Type, blend	TRI/QUAD*
Values
CO%	3.5%
HC propane	2,000
CO2	14.0
NO	2,000

(4) 3 ports shall be provided for calibration gas: 1 port shall be for zero gas, 1 port shall be used for calibration gas and 1 port shall be for a spare. Hardware shall be included to activate the third port.

(5) Vented storage required N/S

(6) ASM areas will use QUAD blend, idle test areas will use tri blend

(c)ASM dynamometer
(1) Base specification	Pennsylvania
-Upgrade	Standard
(2) Identification Plate	N/S
(3) MAX vehicle test weight	9000 GVWR
(4) Absorber accuracy	+/- 2%
(5) Base inertia	2000 +/- 40
Inertia simulation range	2-6
-Mechanical increments	500
-Electrical increments	1
(6) Roll diameter	8.5-21
(7) Testable track width	30-100
(8) Coast down CK	3 day
(9) Vehicle weight measurement	No
(10) Vehicle restraint monitor	No
(11) Aximum allowed incline	5%
(12) Automatic lift	Yes
-Power failure backup.
(13) Remote control	N/S
(14) Fan required	No
-Remote control	N/S
(15) Augmented braking	No
(16) 12V PC controlled power switched

Notes:

The fan in the Pennsylvania/East Coast specification is a shop requirement.

Pa.

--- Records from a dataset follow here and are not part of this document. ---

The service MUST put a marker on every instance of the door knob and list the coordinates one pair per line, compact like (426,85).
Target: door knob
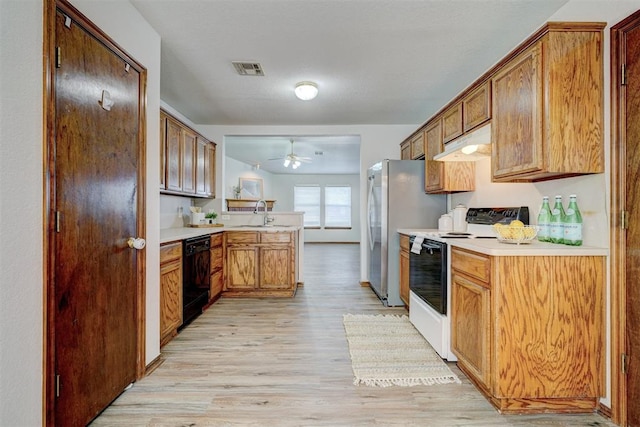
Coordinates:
(136,243)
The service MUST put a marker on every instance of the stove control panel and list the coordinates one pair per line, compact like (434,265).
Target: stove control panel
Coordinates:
(490,216)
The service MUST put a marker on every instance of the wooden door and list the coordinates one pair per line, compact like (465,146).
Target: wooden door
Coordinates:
(433,169)
(516,124)
(96,195)
(625,40)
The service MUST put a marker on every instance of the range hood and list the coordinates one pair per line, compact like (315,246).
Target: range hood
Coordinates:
(473,146)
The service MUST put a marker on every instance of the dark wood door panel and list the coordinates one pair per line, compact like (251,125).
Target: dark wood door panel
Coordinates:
(96,193)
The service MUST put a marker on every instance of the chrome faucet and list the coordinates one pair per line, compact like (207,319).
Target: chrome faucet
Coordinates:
(266,219)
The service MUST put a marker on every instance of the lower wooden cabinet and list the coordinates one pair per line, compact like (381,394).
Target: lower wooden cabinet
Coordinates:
(170,290)
(529,330)
(259,263)
(404,269)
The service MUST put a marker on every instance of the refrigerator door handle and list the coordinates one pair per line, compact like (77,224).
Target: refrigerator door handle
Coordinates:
(369,203)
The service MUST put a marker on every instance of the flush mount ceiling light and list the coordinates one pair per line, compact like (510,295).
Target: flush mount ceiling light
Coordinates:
(306,90)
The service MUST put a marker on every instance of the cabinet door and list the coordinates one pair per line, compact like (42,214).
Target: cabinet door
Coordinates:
(201,158)
(476,107)
(241,268)
(417,146)
(188,161)
(433,170)
(516,125)
(170,299)
(174,156)
(210,171)
(163,150)
(276,267)
(471,326)
(452,123)
(405,150)
(404,276)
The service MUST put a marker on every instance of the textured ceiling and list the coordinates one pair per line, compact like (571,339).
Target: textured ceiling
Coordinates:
(375,61)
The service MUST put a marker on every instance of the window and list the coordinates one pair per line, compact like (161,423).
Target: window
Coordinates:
(307,199)
(337,207)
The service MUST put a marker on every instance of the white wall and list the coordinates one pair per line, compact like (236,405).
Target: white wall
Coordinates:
(21,187)
(21,235)
(283,191)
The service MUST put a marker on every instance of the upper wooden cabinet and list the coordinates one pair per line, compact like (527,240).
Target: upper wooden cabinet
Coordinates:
(476,107)
(187,160)
(417,145)
(444,177)
(405,150)
(452,122)
(412,148)
(547,106)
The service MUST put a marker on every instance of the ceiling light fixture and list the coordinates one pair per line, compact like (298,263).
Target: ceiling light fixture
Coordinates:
(306,90)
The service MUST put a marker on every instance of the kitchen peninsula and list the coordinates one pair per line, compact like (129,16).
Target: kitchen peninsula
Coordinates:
(528,322)
(247,259)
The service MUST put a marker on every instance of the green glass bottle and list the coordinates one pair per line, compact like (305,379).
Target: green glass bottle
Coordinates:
(544,221)
(556,231)
(572,223)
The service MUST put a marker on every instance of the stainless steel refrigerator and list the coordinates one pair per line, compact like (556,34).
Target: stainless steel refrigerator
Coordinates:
(396,199)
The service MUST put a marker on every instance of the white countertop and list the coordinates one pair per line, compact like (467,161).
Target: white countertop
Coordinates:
(175,234)
(496,248)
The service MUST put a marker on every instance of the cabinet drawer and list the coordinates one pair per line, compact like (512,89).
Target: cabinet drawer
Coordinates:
(241,237)
(277,237)
(216,239)
(471,263)
(170,252)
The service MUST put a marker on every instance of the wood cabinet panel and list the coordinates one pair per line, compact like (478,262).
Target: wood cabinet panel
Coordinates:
(417,145)
(556,348)
(174,156)
(545,323)
(476,107)
(241,268)
(547,107)
(187,159)
(473,264)
(452,122)
(517,115)
(170,290)
(276,268)
(267,268)
(471,329)
(405,150)
(277,237)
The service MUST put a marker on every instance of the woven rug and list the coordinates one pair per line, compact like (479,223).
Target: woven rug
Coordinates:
(386,350)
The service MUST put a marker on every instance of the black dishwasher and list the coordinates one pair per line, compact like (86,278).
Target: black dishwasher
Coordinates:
(196,277)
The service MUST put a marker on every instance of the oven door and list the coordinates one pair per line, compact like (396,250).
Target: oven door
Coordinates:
(428,274)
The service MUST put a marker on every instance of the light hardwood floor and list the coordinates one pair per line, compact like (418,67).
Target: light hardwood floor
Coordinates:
(285,362)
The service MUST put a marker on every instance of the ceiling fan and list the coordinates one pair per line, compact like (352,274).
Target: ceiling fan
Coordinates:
(293,159)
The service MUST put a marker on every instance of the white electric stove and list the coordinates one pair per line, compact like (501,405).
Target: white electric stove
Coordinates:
(430,278)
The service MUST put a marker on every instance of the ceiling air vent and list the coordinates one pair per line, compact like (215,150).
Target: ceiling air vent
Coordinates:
(248,68)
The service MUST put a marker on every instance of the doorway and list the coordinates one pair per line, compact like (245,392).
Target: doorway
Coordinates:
(625,220)
(94,347)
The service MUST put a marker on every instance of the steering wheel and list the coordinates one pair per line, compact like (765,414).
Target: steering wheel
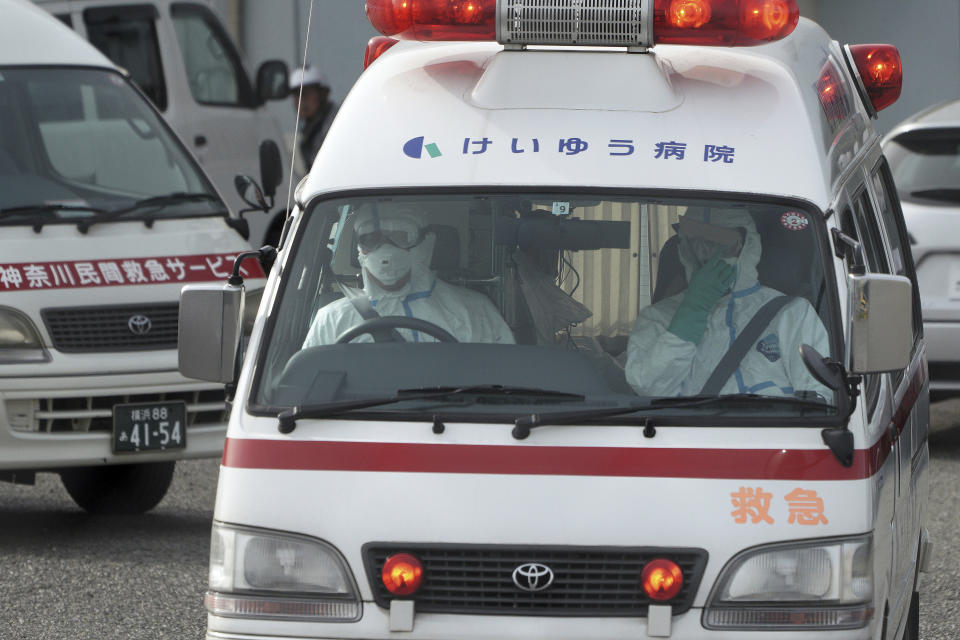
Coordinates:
(385,324)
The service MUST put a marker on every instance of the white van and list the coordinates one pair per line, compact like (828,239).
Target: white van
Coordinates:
(516,373)
(183,59)
(104,215)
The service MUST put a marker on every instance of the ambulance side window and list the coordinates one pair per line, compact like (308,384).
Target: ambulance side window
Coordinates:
(859,222)
(895,231)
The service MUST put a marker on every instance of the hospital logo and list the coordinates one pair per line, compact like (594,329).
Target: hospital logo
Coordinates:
(415,147)
(770,347)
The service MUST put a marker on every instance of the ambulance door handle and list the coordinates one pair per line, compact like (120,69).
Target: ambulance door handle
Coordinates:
(894,433)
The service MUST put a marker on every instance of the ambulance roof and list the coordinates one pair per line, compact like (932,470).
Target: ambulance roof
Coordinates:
(695,118)
(31,36)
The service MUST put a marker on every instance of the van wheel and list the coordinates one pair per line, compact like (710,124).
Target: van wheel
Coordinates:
(118,489)
(912,632)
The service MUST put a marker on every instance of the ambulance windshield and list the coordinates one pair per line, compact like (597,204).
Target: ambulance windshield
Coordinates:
(564,301)
(80,143)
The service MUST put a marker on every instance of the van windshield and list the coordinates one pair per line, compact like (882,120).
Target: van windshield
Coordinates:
(81,143)
(489,307)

Code tit. 67, pt. I, subpt. A, art. VII, ch. 177, subch. F, REGISTRATION RECALL PROCEDURE FOR VIOLATION OF Sections 177.301-177.305 (RELATING TO ON-ROAD TESTING), app A

The provisions of this Appendix A adopted September 26, 1997, effective 10/1/1997, 27 Pa.B. 5010; amended May 23, 2003, effective 5/24/2003, 33 Pa.B. 2479; amended November 21, 2003, effective 11/22/2003, 33 Pa.B. 5706; amended July 21, 2006, effective 7/22/2006, 36 Pa.B. 3817.